プレスリリース

2017年2月7日

水蒸気ガス化による炭素複合材中の炭素評価法

−リチウム二次電池に使われる炭素複合材(負極用炭素)の評価が可能に−

 株式会社 KRI(本社:京都市下京区、社長:住友 宏)は、電気自動車(EV)のバッテリーとして使われているリチウム二次電池の重要構成材料である、『複数の異なる炭素から構成される負極用炭素複合材』を簡便に分析・評価する技術を開発しました。
 従来、炭素複合材中の異なる炭素それぞれの定量分析は困難であるとされてきましたが、KRIが開発した方法により可能となり、リチウム二次電池の製品品質向上に大きく貢献すると期待できます。
 また、本評価法は、今後ますます材料転換が進むと予想されている航空機や自動車等に使われる炭素複合材の評価にも適用できます。

【背 景】
 炭素複合材は、2種以上の異なる炭素から構成される機能性複合材3)で、その優れた特長から幅広い分野に展開されています。
 例えば、リチウム二次電池に使われる負極材も炭素複合材の一種で、天然黒鉛4)の粒子表面に石炭系ピッチや高分子樹脂等の熱可塑性材料5)をコーティング後、不活性ガス雰囲気中で900℃以上の温度で焼成して炭化被膜を形成したものです。
 この炭化被膜は、リチウム二次電池の特性(電圧や耐久性)を決定する重要な因子のひとつとされているものの、炭化後の被膜量を測定する手法はありませんでした。

【評価方法】
 KRIでは、炭素と水蒸気との反応(ガス化)開始温度が炭素により差があることを利用し、以下の評価方法を検証しました。

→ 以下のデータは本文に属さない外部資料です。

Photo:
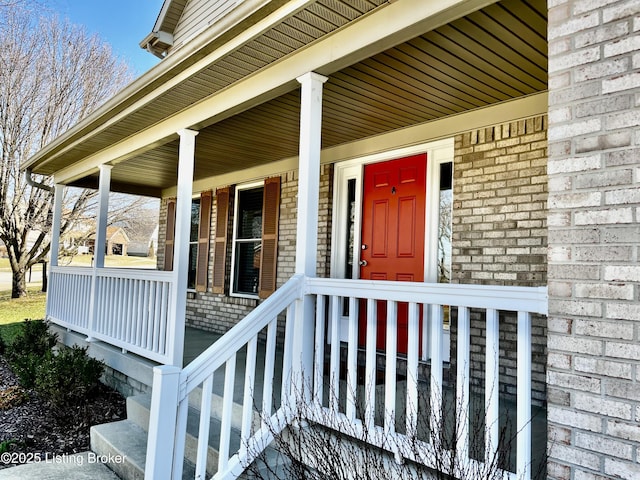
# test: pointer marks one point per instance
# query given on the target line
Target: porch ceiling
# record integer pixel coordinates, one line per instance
(489, 56)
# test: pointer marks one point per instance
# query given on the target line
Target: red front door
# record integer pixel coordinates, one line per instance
(393, 224)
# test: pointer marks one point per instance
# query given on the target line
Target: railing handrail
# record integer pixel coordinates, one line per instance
(136, 273)
(238, 336)
(499, 297)
(75, 270)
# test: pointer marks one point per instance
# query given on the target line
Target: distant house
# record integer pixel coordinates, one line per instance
(304, 153)
(143, 242)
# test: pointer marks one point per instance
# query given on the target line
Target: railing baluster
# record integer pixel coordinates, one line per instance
(247, 401)
(288, 383)
(390, 368)
(162, 319)
(203, 429)
(371, 367)
(437, 399)
(334, 364)
(492, 385)
(158, 311)
(523, 420)
(269, 365)
(318, 380)
(140, 313)
(227, 406)
(352, 360)
(128, 302)
(145, 315)
(413, 339)
(181, 438)
(463, 382)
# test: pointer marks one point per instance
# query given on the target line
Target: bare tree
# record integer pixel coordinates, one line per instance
(52, 74)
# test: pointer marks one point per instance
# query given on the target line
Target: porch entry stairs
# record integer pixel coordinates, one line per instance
(309, 382)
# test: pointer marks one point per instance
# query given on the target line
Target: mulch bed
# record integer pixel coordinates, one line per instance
(35, 427)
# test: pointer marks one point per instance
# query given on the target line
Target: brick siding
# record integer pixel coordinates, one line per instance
(594, 239)
(499, 234)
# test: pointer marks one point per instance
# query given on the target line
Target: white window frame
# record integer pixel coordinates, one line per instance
(438, 152)
(236, 203)
(194, 242)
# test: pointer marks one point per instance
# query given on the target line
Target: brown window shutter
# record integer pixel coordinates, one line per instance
(220, 247)
(270, 214)
(170, 234)
(204, 231)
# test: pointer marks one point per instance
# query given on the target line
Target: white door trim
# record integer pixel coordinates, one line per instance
(438, 152)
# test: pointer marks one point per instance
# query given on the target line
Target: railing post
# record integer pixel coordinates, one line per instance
(307, 225)
(163, 418)
(100, 244)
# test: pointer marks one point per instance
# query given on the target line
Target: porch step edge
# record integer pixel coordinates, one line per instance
(124, 444)
(139, 406)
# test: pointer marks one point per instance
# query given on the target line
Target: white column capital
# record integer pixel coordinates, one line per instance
(311, 77)
(187, 132)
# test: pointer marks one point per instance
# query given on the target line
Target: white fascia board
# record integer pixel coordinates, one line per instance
(375, 32)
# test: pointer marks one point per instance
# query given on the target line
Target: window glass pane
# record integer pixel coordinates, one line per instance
(249, 214)
(351, 216)
(444, 223)
(193, 263)
(195, 220)
(247, 265)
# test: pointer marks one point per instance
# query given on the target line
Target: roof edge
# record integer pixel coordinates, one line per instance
(141, 86)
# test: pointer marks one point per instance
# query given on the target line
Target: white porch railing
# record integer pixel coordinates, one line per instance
(126, 308)
(355, 410)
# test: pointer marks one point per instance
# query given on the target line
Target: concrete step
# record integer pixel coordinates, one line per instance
(138, 408)
(127, 440)
(80, 466)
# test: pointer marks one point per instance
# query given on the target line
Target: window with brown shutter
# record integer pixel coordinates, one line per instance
(204, 231)
(220, 247)
(270, 215)
(170, 234)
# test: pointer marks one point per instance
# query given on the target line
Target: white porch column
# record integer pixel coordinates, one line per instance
(186, 160)
(54, 248)
(307, 224)
(103, 211)
(309, 173)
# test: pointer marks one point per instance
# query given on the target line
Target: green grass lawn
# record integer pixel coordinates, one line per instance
(14, 311)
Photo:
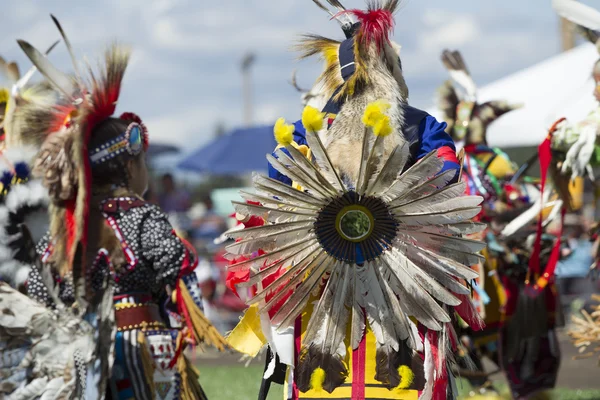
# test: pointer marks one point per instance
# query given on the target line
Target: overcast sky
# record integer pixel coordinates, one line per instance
(185, 76)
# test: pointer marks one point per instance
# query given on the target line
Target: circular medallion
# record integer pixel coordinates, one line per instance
(354, 228)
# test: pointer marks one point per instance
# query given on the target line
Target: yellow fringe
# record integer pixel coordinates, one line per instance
(316, 380)
(190, 385)
(147, 363)
(204, 331)
(407, 377)
(247, 337)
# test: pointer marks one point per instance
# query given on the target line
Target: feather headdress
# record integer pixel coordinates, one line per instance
(467, 119)
(25, 114)
(64, 159)
(379, 250)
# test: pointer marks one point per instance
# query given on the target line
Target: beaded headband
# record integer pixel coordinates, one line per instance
(133, 141)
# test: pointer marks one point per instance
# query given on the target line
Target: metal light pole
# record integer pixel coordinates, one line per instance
(567, 34)
(247, 62)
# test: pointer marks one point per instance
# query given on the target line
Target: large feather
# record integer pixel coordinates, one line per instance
(297, 175)
(311, 170)
(452, 216)
(417, 301)
(58, 79)
(270, 201)
(323, 161)
(260, 231)
(373, 164)
(269, 242)
(391, 170)
(433, 197)
(70, 50)
(290, 310)
(288, 281)
(444, 201)
(273, 215)
(425, 188)
(457, 67)
(282, 256)
(426, 282)
(306, 171)
(422, 171)
(20, 84)
(279, 189)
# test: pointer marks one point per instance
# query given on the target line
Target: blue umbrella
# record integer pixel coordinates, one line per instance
(241, 151)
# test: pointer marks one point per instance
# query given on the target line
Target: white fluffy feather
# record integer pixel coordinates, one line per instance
(579, 13)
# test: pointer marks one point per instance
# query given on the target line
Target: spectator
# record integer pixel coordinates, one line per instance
(172, 199)
(211, 225)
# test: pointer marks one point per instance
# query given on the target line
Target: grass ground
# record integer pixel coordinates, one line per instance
(237, 382)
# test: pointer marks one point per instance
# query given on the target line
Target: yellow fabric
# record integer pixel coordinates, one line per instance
(576, 190)
(247, 337)
(500, 167)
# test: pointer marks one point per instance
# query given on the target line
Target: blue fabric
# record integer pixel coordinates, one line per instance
(300, 138)
(433, 136)
(241, 151)
(578, 263)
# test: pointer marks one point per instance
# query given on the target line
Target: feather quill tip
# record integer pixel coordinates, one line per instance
(383, 128)
(4, 96)
(284, 134)
(312, 119)
(317, 379)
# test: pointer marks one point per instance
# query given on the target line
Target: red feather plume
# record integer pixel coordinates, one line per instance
(376, 25)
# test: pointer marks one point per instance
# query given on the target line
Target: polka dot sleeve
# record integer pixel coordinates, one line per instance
(161, 247)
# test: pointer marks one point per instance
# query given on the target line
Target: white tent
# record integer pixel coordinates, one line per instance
(560, 86)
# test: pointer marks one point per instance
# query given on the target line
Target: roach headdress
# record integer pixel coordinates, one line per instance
(359, 70)
(64, 160)
(466, 118)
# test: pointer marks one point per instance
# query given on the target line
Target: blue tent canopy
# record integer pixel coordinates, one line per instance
(241, 151)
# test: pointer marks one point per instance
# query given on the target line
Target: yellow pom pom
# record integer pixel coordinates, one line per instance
(374, 112)
(317, 379)
(383, 127)
(312, 119)
(4, 96)
(406, 377)
(284, 134)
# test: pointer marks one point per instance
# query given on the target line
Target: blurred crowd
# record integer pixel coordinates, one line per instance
(202, 226)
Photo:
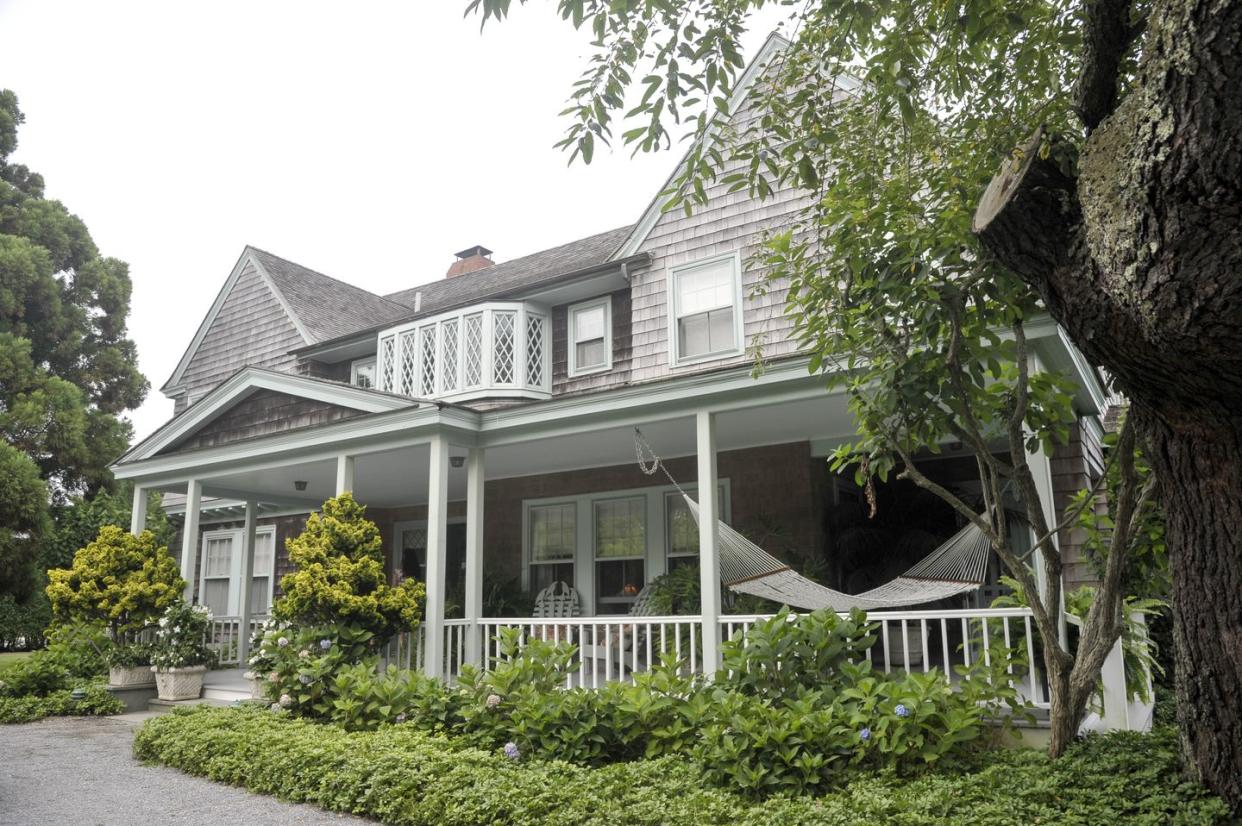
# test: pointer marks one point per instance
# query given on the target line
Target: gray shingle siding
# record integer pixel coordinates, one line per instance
(251, 329)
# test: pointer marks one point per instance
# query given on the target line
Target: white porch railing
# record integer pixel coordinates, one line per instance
(224, 636)
(615, 647)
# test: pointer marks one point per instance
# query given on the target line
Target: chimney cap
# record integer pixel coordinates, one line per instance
(477, 250)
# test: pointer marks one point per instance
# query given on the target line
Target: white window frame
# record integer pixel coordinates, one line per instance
(675, 357)
(573, 370)
(362, 363)
(655, 562)
(237, 535)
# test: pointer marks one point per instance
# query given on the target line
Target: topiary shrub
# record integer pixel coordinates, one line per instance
(121, 581)
(339, 576)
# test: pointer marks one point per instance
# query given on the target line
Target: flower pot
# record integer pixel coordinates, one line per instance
(137, 676)
(179, 683)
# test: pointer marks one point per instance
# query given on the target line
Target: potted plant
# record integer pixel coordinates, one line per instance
(180, 655)
(129, 665)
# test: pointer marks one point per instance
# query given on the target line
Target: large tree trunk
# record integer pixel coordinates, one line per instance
(1140, 258)
(1197, 458)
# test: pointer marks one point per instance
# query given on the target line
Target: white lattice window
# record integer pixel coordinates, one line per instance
(534, 349)
(503, 348)
(409, 364)
(473, 350)
(386, 364)
(427, 360)
(448, 355)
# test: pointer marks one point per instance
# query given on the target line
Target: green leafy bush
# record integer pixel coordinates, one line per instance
(340, 579)
(400, 775)
(180, 639)
(36, 676)
(119, 580)
(789, 652)
(58, 703)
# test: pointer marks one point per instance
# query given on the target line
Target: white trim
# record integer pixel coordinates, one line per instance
(236, 564)
(362, 363)
(573, 370)
(249, 379)
(656, 209)
(655, 559)
(671, 273)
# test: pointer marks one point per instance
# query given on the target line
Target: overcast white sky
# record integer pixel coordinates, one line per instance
(368, 140)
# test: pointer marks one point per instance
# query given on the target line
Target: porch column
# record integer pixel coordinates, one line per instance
(437, 524)
(473, 554)
(1041, 468)
(344, 475)
(247, 580)
(138, 514)
(190, 534)
(709, 558)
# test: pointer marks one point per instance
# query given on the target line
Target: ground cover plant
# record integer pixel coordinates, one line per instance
(399, 774)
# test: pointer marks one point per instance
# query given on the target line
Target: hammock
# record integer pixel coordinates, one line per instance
(955, 568)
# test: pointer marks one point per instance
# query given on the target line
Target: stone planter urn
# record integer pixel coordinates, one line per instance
(179, 683)
(134, 677)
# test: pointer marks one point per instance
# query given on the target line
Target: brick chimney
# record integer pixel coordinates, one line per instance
(477, 257)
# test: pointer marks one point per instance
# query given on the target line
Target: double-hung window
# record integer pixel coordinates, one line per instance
(706, 308)
(590, 337)
(553, 543)
(620, 547)
(224, 567)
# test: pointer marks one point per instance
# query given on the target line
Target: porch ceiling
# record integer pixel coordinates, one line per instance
(399, 477)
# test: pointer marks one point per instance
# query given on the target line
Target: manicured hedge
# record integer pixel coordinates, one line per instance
(400, 775)
(58, 703)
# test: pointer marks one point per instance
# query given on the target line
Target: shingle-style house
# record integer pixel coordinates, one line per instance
(486, 419)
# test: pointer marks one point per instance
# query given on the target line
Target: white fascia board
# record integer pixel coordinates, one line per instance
(656, 209)
(247, 380)
(394, 430)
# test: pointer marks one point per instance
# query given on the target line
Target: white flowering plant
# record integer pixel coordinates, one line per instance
(180, 637)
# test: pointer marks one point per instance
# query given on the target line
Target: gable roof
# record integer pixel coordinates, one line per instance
(326, 306)
(507, 276)
(247, 380)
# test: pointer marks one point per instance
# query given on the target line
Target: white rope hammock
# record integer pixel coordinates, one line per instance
(955, 568)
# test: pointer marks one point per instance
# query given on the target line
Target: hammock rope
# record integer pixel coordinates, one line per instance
(956, 567)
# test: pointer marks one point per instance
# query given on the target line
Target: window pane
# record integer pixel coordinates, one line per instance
(616, 584)
(258, 595)
(217, 558)
(589, 323)
(692, 335)
(364, 374)
(720, 333)
(215, 596)
(553, 532)
(544, 575)
(589, 354)
(704, 288)
(620, 528)
(265, 547)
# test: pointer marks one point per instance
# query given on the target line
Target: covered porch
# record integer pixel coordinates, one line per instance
(468, 499)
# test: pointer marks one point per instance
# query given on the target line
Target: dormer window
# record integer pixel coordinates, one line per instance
(706, 309)
(590, 337)
(362, 373)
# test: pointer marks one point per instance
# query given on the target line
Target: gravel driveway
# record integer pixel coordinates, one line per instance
(80, 770)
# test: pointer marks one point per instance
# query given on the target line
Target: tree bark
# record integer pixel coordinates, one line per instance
(1146, 278)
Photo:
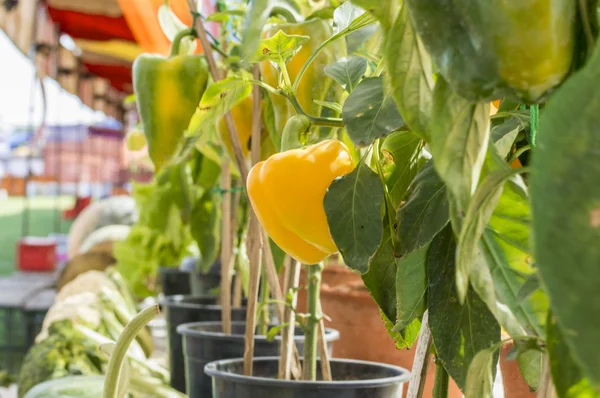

◇水蒸気雰囲気下、炭素複合材試料を加熱(室温から1300℃)しながら、試料の重量変化を計測します。
 水蒸気等のガス化剤の存在下でゆっくり昇温し、炭素複合材料を構成する第1の炭素を完全にガスに転換後、第2の炭素が水蒸気との反応が起こる温度まで温度を上げガスに転換する、という操作を行います。
 第1の炭素がなくなった時点での重量減少量、第2の炭素がなくなった時点での重量減少量を順次測定することにより、それぞれの炭素がどの程度存在したのかを定量的に評価することができます。

 本評価手法を、リチウム二次電池に使われる負極材に適用すると、まず炭化したコーティング被膜が水蒸気との反応によりガスに転換し、次に温度を上げると天然黒鉛が水蒸気との反応によりガスに転換することがわかりました。 これにより、正確なコーティング量を把握することが可能となりました。

【応用分野】
 リチウム二次電池用炭素複合材、航空機・自動車用あるいはスポーツ用品用炭素複合材等、異なる炭素材料を混合し、焼成してつくられる炭素複合材において、正確な炭素構成と性能との関係把握が可能で、製造プロセス開発、製造ラインでの工程・品質管理に役立てることができます。

本件に関するお問い合せは下記までお願いいたします。
【プレスリリースに関するお問合せ先】
TEL:075−315−9242
(株)KRI 経営企画部 藤原
【技術に関するお問合せ先】
TEL:06-6466-2912
(株)KRI 環境化学プロセス研究部 常務取締役
    研究員 池内、矢野

<用語の解説>

1) 水蒸気ガス化
石炭から合成ガス(一酸化炭素ガス、水素ガス)を製造する技術で、次の反応式で表されます。
C(炭素) + H2O(水蒸気) → CO(一酸化炭素)+H2(水素)
合成ガスは、メタン、メタノール、アンモニア等をつくるために使われます。
2) リチウム二次電池と負極用炭素
家庭用にすでに普及している充電可能なリチウム電池(EV自動車にも展開されてます)は、その内部でリチウムの移動により電気を充電、放電しています。充電時にリチウムを蓄える役目を果たすのが負極であり、一般に炭素複合材が使われています。
3) 機能性複合材
特別な機能を持たせるために設計された2種類以上の材料からなる複合材です。 リチウム二次電池用負極材は、リチウムを格納する機能をもった天然黒鉛粒子と黒鉛粒子へのリチウムの出入りを制御する(黒鉛粒子に被膜した)熱可塑性材料からなります。
4) 天然黒鉛
一般に、2400℃以上の温度で処理された炭素を黒鉛と呼びます。石炭(無煙炭)がさらに地中で熱と圧力を受けたものが天然黒鉛です。
5) 熱可塑性
室温では固体である物質に 熱をかけると水飴状に溶け、温度を下げるとまた固体にもどる特性のことです。